The Model 16 evolved into the TRS-80 Model 16B with 256 KB in July 1983, and later in 1985, the Tandy 6000, gaining an internal hard drive and Arcnet support along the way and switching to an 8 MHz 68000. Tandy offered 8.4 MB, 15 MB, 35 MB, and 70 MB external hard drives, up to 768 KB of RAM, and up to six additional RS-232 serial ports supporting multi-user terminals. An expansion board with 512 KB memory was offered for the 6000, raising the maximum total RAM to one megabyte.
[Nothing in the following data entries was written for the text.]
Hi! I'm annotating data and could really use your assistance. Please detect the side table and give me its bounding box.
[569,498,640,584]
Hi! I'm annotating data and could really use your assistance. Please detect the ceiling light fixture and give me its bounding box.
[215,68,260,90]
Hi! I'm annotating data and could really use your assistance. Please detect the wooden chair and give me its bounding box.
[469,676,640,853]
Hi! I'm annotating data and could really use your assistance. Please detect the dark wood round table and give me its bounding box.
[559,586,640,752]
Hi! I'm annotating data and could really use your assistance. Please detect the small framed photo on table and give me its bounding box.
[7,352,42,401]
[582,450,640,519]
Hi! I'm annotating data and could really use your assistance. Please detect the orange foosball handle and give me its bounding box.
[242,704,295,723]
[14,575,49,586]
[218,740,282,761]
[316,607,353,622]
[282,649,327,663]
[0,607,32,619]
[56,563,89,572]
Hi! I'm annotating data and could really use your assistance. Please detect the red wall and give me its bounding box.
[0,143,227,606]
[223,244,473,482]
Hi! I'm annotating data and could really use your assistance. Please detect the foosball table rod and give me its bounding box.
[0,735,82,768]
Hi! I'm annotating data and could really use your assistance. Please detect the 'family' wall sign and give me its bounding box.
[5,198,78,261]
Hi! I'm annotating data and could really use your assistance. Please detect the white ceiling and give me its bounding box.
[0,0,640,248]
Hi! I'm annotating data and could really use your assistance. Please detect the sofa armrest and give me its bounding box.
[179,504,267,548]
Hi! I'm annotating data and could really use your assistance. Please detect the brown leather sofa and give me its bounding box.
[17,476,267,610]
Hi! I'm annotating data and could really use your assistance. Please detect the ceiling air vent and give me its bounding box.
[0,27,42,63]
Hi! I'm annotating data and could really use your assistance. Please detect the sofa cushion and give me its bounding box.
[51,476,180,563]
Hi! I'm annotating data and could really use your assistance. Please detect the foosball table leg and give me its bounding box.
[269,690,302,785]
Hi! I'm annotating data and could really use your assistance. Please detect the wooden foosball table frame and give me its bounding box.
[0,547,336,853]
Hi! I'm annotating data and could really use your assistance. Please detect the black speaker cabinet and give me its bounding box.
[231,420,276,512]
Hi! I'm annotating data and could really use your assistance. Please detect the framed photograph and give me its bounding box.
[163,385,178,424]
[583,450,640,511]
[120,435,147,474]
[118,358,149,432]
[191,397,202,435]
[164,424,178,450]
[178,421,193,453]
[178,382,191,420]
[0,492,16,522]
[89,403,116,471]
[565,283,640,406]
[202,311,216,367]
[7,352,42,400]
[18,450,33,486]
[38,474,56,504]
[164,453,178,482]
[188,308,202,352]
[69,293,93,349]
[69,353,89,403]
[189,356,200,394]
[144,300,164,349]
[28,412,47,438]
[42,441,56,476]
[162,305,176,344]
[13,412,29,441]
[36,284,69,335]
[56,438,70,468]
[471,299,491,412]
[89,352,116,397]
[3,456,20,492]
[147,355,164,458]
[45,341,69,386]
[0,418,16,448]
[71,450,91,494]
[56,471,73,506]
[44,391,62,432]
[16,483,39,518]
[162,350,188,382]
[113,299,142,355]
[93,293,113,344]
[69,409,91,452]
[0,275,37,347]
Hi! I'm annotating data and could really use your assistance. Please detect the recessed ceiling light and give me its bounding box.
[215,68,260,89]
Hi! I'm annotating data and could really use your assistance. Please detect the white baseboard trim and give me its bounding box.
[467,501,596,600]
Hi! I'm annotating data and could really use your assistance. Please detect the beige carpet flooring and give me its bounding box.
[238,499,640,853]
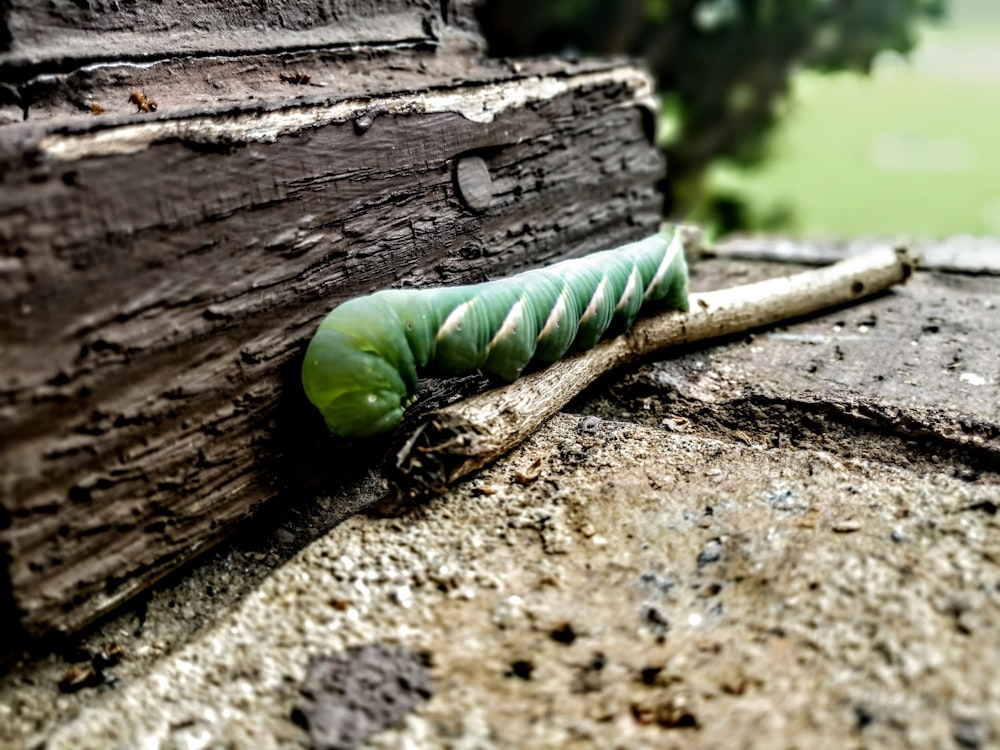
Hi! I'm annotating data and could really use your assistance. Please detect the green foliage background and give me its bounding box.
[482,0,972,236]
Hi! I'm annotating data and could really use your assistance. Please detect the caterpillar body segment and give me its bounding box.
[302,230,688,437]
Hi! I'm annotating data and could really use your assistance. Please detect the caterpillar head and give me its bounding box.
[302,328,408,437]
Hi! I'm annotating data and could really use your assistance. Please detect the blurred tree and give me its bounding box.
[480,0,948,229]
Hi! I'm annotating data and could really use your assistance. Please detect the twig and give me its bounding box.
[389,248,916,496]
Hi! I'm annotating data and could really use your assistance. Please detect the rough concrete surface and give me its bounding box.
[0,262,1000,749]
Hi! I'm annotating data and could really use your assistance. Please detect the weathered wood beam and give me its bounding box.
[0,57,662,635]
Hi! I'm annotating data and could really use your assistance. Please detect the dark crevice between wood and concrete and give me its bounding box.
[0,0,663,637]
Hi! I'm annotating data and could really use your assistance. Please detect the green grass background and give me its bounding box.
[711,0,1000,237]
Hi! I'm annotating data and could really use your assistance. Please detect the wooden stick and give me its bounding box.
[389,248,916,496]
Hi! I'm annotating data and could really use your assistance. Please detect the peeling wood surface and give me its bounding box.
[0,16,663,634]
[0,0,480,69]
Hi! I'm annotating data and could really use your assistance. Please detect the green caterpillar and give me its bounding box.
[302,229,688,437]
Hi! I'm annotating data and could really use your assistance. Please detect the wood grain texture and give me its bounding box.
[0,54,662,634]
[0,0,482,71]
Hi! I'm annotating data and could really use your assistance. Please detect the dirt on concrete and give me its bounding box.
[0,261,1000,748]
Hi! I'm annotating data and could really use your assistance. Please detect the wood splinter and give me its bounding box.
[388,248,917,498]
Additional memory and serial port expansion options were available from aftermarket companies.

Tandy sold an upgrade from 16 to 6000. The 6000 was referred to simply as the Tandy 6000 due to a marketing decision to move away from the Radio Shack and TRS-80 badges.

The 16B was the most popular Unix computer in 1984, with almost 40,000 units sold. The 6000 came with Xenix and TRSDOS, but very few ran the latter or CP/M; they cannot boot from the hard drive. In 1987, Tandy announced that the 6000 hardware would no longer be improved; customers believed that their systems had become orphaned technology. By 1988, Radio Shack had begun offering IBM-compatible 386 PCs for their professional line and finally retired the Model II family.

==Reception==
InfoWorld in 1981 called the Model II "a well-designed, capable business system" that "overcomes several limitations of the Model I". Creative Computing in 1984 called it a "state-of-the-art business machine" that "might have taken the business market by storm had it not had a nameplate reading 'Radio Shack.'"

80 Micro in 1982 described the Model 12 as "not a major innovation, but an evolutionary" variant. The magazine said that fixed most Model II flaws, except the "aged" Z80A CPU and "excessive noise [that] still holds many owners in acoustical purgatory". Noting that a Model 12 with expansion box and Model 16 upgrade supports more RAM and had two more empty slots than a native Model 16, 80 Micro wondered "Why then would anyone want to buy the Model 16?". Describing the Model 12 as "a refined" Model II, InfoWorld in 1983 said that its expandability made it "a real contender in the business market", and approved of its documentation. The magazine advised users to use an alternative operating system because of TRSDOS's poor performance, design, and compatibility. Citing its "large existing base of software", InfoWorld concluded that the Model 12 "is a solid, well-conceived business computer [that] lacks only a viable operating system to be used as a serious program-development tool".

BYTE in January 1984 stated that "the Model 16B is a fairly well-implemented and apparently well-supported Xenix system" that would likely receive much support from software developers. The reviewers said that it greatly improved on the Model I and III, and surprised them by being a very good small Unix development system. While criticizing Xenix's user unfriendliness for small business customers, and wondering "whether Radio Shack can or will invest" in training on the very sophisticated operating system for its dealers, they concluded that the Model 16B "deserves serious consideration". The magazine in August 1984 described the 16B as "a usable multiuser microcomputer system", but with a slow hard drive that might limit the computer to two users. UnixWorld in 1985 estimated that Tandy had sold 50,000 Xenix-capable computers during 1982 to 1984, or "about 55 units per store per year-not bad, but hardly a smashing success".